The West Country creating Inspiration for Writers
Looking for atmosphere and views to inspire you to write then the West Country could be the ideal setting for you. I personally found Axemouth Harbour, Devon the view that inspired me to write my first book and several short stories. Steeped in history, folklore and tradition with some of the most breath taking scenery Devon and Cornwall have inspired great writers and continue to do so.

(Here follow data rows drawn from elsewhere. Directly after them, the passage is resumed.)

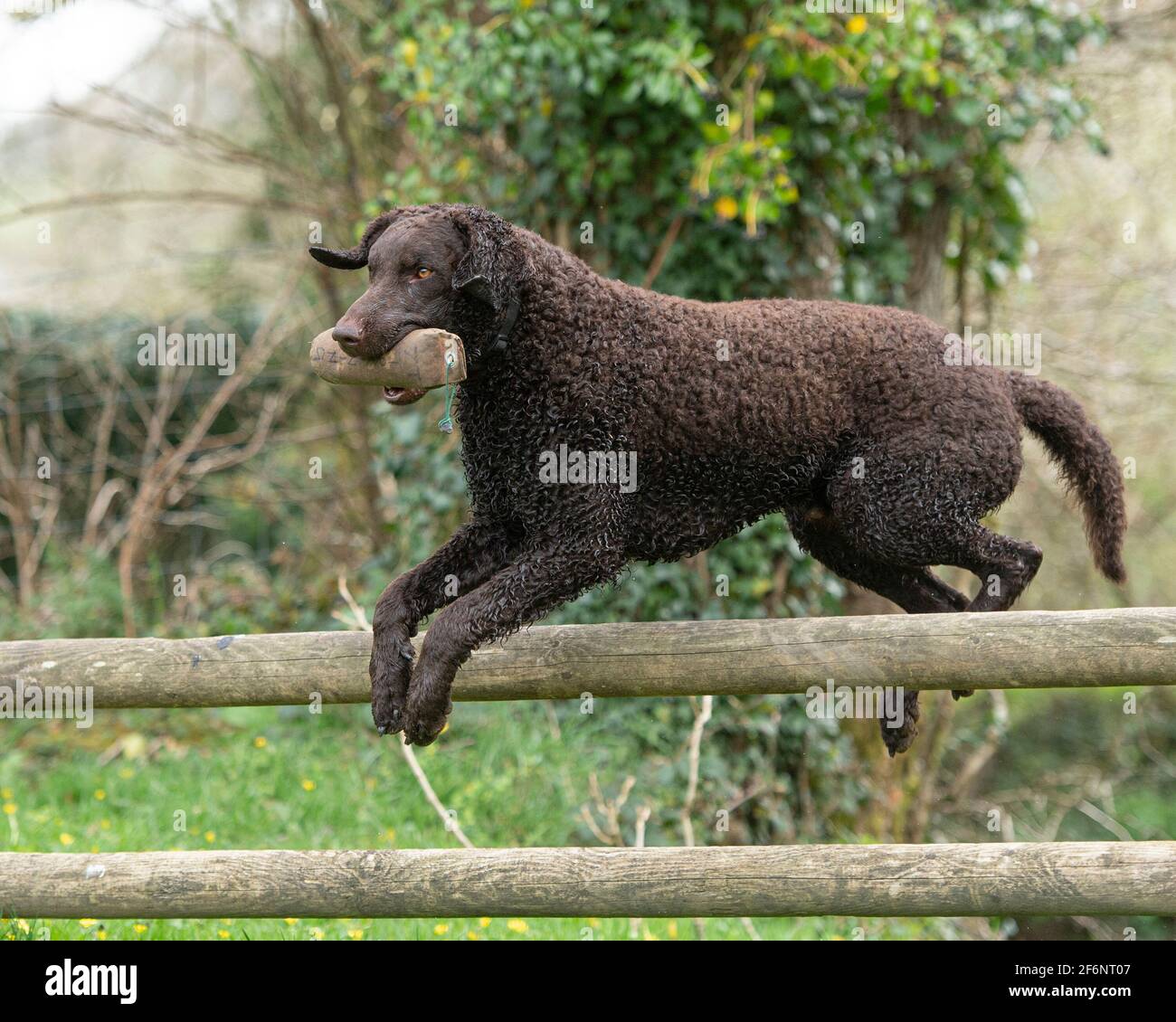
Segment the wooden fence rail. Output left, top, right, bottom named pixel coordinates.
left=0, top=841, right=1176, bottom=919
left=0, top=607, right=1176, bottom=919
left=0, top=607, right=1176, bottom=707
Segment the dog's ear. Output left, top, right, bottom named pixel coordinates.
left=310, top=209, right=403, bottom=270
left=453, top=206, right=524, bottom=313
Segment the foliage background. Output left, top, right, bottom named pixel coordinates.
left=0, top=0, right=1176, bottom=937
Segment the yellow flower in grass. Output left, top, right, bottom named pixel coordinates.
left=715, top=195, right=738, bottom=220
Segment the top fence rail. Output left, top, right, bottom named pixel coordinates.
left=0, top=607, right=1176, bottom=708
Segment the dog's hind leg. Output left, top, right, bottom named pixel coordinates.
left=787, top=505, right=968, bottom=756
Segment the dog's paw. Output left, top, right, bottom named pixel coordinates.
left=404, top=666, right=454, bottom=745
left=368, top=636, right=415, bottom=735
left=881, top=692, right=918, bottom=759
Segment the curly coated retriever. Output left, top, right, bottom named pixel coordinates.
left=310, top=204, right=1125, bottom=755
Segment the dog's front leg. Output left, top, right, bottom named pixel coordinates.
left=368, top=518, right=517, bottom=735
left=404, top=536, right=624, bottom=745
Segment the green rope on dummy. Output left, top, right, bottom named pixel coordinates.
left=438, top=352, right=458, bottom=433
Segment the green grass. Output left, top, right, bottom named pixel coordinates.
left=0, top=704, right=957, bottom=940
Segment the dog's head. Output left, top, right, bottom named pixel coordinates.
left=310, top=206, right=522, bottom=404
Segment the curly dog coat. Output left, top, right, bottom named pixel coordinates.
left=310, top=204, right=1125, bottom=755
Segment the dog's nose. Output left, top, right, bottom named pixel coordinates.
left=330, top=322, right=360, bottom=355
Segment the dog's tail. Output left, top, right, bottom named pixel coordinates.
left=1009, top=373, right=1126, bottom=584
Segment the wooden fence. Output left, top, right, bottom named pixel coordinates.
left=0, top=607, right=1176, bottom=919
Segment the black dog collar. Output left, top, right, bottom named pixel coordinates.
left=486, top=297, right=518, bottom=355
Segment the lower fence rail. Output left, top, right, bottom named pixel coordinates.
left=0, top=841, right=1176, bottom=919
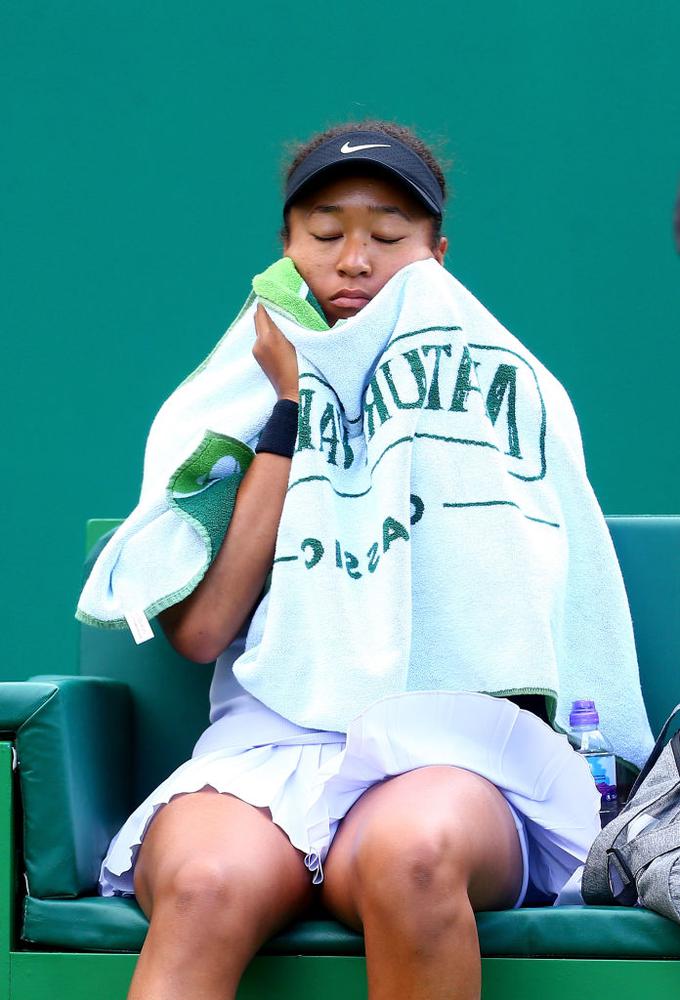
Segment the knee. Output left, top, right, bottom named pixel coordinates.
left=353, top=825, right=470, bottom=934
left=153, top=857, right=254, bottom=940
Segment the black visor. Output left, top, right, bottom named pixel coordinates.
left=283, top=131, right=444, bottom=218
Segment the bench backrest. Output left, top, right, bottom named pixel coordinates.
left=80, top=516, right=680, bottom=801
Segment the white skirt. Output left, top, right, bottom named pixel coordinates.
left=99, top=691, right=600, bottom=907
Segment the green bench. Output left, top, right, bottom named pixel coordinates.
left=0, top=516, right=680, bottom=1000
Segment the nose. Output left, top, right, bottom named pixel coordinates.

Cornwall offers many beautiful and intriguing settings for a novel or short story. Antonia Barber used Mousehole in Cornwall as the setting for her children’s book, The Mousehole Cat. The story is based on an old Cornish legend. Virginia Woolf lived in St Ives during 1926 and wrote To the Lighthouse which is thought to be inspired by Godrevey lighthouse.
Daphne du Maurier’s novel French Man’s Creek immortalized a creek off Helford River which is in the care of the National Trust. The house which she fictionalized into Manderley, in her novel Rebecca was located in Cornwall. Her famous Jamaica Inn was inspired by an inn at Bolventor where there is a museum dedicated to her work. The thriller writer Alistair McLean briefly owned the Inn.
Mary Wesley was inspired by the Roseland Peninsula when she wrote the Camomile Lawn and set her work Harnessing Peacocks in the South West featuring the Isles of Scilly, Exeter and Penzance. The memorable Poldark novels, set over much of Cornwall, were written by Winston Graham who lived in Perranporth.
Moving to North Devon, Charles Kingsley, author of The Water Babies lived in Bideford from 1854 and wrote Westward Ho! Rudyard Kipling also lived in this area. The Torridge and Taw Valleys in North Devon were the main settings for Henry Williamson when he penned Tarka the Otter.
Agatha Christie stayed at Burgh Island, off the coast of South Devon, when writing And Then There Were None and Evil Under the Sun. Born in Torquay in 1890 she became the world’s most published crime writer.
Evelyn Waugh wrote Brideshead Revisited whilst staying near Chagford whilst nearby Manaton inspired John Galsworthy in the early 1900’s to write The Forsythe Saga.
Dartmoor, an area of such wild beauty and stark wilderness that Sir Arthur Conan Doyle’s most celebrated novel The Hound of the Baskervilles just cried out to be set there. Exmoor inspiration for R.D. Blackmore’s Lorna Doone perhaps one of the most famous West Country novels.
Nearer home to the Otter Valley Writers is Ottery St Mary where Samuel Taylor Coleridge was born at the vicarage. Thackery lived close by there in the 1820’s and in his Pendennis Ottery St Mary became Clavering St Mary.
Over the border into Dorset the much acclaimed French Lieutenant’s Woman by author John Fowles was set in his home of Lyme Regis. A coastal area much loved by Jane Austin, C. Day Lewis and Henry Fielding and visited by Beatrix Potter, Defoe and Tennyson a seat on the sea wall is bound to stir your senses into writing.